Phenotypic heterogeneity of Duplication Syndrome 22q11.2: relevance of genomic DNA analysis

The 22q11.2DupS is a rare autosomal dominant disorder characterized by a broad spectrum of clinical manifestations, including intellectual disability, dysmorphic features, and congenital anomalies. The phenotypic heterogeneity of 22q11.2DupS complicates both clinical diagnosis and management. Traditional screening methods, such as fetal ultrasound, often fail to detect these abnormalities early, leading to delayed diagnoses. However, advancements in chromosomal microarray analysis (CMA) hold promise for improving detection, particularly in high-risk pregnancies.This report presents the case of a female patient with dysmorphias, neurodevelopmental delay and behavioral alterations without related family history or consanguinity. A diagnosed patient with 22q11.2DupS through genomic DNA analysis using the Agilent® SurePrint G3 Human CGH + SNP array. A heterozygous interstitial duplication was identified at chromosomal coordinates 22q11.22. This duplication affects the TOP3B gene, which is not currently associated with any known pathology but has been implicated in genomic stability and cellular aging.
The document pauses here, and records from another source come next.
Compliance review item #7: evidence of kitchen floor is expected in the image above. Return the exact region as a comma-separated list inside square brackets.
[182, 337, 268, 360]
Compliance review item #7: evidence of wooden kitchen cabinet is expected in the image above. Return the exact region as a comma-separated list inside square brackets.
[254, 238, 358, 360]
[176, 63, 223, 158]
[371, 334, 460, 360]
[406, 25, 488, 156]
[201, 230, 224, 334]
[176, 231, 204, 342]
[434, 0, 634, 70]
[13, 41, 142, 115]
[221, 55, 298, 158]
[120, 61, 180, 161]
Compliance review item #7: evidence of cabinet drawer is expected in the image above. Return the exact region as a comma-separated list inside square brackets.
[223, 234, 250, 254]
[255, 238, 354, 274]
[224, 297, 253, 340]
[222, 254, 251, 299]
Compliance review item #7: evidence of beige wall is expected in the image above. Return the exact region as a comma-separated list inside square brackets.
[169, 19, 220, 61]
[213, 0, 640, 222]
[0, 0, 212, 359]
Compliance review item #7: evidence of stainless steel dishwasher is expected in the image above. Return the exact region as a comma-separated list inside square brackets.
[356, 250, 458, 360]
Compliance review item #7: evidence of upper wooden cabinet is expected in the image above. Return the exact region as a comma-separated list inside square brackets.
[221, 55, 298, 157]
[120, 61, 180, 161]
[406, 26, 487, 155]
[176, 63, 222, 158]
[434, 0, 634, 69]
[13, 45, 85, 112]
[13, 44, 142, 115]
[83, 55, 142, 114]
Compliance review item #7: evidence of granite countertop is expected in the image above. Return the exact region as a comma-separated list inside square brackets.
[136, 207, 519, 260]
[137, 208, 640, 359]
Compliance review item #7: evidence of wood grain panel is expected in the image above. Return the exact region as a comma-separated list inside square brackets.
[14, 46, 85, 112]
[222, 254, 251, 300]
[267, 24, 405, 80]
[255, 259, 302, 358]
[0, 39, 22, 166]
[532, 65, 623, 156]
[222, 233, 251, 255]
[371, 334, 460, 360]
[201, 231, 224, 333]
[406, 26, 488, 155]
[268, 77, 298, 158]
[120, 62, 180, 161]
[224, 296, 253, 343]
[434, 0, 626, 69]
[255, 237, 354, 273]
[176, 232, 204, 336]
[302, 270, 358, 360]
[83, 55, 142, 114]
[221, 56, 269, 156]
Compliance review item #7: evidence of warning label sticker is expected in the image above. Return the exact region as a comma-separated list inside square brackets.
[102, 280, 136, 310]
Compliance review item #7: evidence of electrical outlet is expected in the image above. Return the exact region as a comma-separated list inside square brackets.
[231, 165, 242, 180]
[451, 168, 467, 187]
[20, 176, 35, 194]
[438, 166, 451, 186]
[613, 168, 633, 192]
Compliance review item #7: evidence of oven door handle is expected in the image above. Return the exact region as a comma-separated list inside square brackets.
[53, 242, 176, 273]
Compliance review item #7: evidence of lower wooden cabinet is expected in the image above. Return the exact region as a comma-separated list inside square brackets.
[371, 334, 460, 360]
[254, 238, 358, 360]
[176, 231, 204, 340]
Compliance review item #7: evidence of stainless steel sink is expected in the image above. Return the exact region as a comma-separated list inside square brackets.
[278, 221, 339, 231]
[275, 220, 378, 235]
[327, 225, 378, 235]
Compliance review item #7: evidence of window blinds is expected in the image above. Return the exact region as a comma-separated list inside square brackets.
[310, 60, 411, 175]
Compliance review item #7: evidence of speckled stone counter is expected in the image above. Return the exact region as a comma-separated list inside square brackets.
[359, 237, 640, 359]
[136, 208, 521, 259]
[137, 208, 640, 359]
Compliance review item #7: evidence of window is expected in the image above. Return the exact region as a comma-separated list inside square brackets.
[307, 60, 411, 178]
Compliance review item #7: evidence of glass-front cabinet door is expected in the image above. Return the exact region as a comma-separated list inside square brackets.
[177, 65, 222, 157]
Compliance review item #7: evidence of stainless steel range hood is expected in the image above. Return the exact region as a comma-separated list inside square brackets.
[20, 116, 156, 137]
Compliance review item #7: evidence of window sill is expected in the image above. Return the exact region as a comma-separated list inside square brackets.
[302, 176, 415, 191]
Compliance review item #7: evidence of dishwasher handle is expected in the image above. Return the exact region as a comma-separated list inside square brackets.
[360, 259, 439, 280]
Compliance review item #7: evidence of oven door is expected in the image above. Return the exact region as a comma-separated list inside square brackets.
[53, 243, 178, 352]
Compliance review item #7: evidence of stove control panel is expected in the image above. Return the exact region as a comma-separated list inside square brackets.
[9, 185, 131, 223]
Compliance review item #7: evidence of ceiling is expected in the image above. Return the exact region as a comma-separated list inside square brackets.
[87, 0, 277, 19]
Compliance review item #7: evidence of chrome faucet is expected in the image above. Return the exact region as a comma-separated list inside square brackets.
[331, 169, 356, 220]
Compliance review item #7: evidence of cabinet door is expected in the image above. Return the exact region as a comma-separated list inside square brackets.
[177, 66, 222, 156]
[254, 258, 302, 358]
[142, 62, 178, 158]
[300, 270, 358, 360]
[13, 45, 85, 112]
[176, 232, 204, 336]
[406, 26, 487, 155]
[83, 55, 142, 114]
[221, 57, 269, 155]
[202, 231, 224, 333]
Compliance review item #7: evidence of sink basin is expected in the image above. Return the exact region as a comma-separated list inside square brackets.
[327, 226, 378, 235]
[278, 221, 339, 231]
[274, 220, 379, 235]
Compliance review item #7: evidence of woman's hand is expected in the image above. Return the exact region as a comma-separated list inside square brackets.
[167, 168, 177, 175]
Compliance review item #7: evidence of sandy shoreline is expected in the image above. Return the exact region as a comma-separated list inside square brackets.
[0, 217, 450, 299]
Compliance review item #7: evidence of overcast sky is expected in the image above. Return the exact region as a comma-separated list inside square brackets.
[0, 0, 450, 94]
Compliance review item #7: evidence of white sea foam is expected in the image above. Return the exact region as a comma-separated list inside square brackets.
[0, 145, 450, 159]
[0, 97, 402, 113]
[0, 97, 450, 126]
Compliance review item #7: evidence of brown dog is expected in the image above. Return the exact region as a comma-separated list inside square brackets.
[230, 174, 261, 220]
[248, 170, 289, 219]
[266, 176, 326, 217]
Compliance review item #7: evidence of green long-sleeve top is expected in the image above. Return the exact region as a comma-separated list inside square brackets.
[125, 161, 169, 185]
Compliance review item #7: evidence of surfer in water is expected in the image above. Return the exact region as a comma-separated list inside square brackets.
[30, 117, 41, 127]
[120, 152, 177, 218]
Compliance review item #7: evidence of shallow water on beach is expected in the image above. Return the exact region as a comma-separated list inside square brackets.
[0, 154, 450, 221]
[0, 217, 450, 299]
The 22q11.2DupS is a rare chromosomal disorder characterized by a broad spectrum of phenotypic manifestations, including intellectual disability, dysmorphic features, and congenital anomalies. Despite increasing recognition of this condition, comprehensive descriptions of its full clinical spectrum remain limited. Similar duplications have been classified with varying pathogenicity in public databases.In conclusion, 22q11.2DupS presents a complex clinical challenge due to its broad phenotypic spectrum. Early detection through advanced genetic testing, such as CGH + SNP array, genetic counseling, and therapies like cognitive-behavioral therapy and speech therapy, are essential for the effective management of the condition. As no specific therapies are available, treatment remains symptomatic.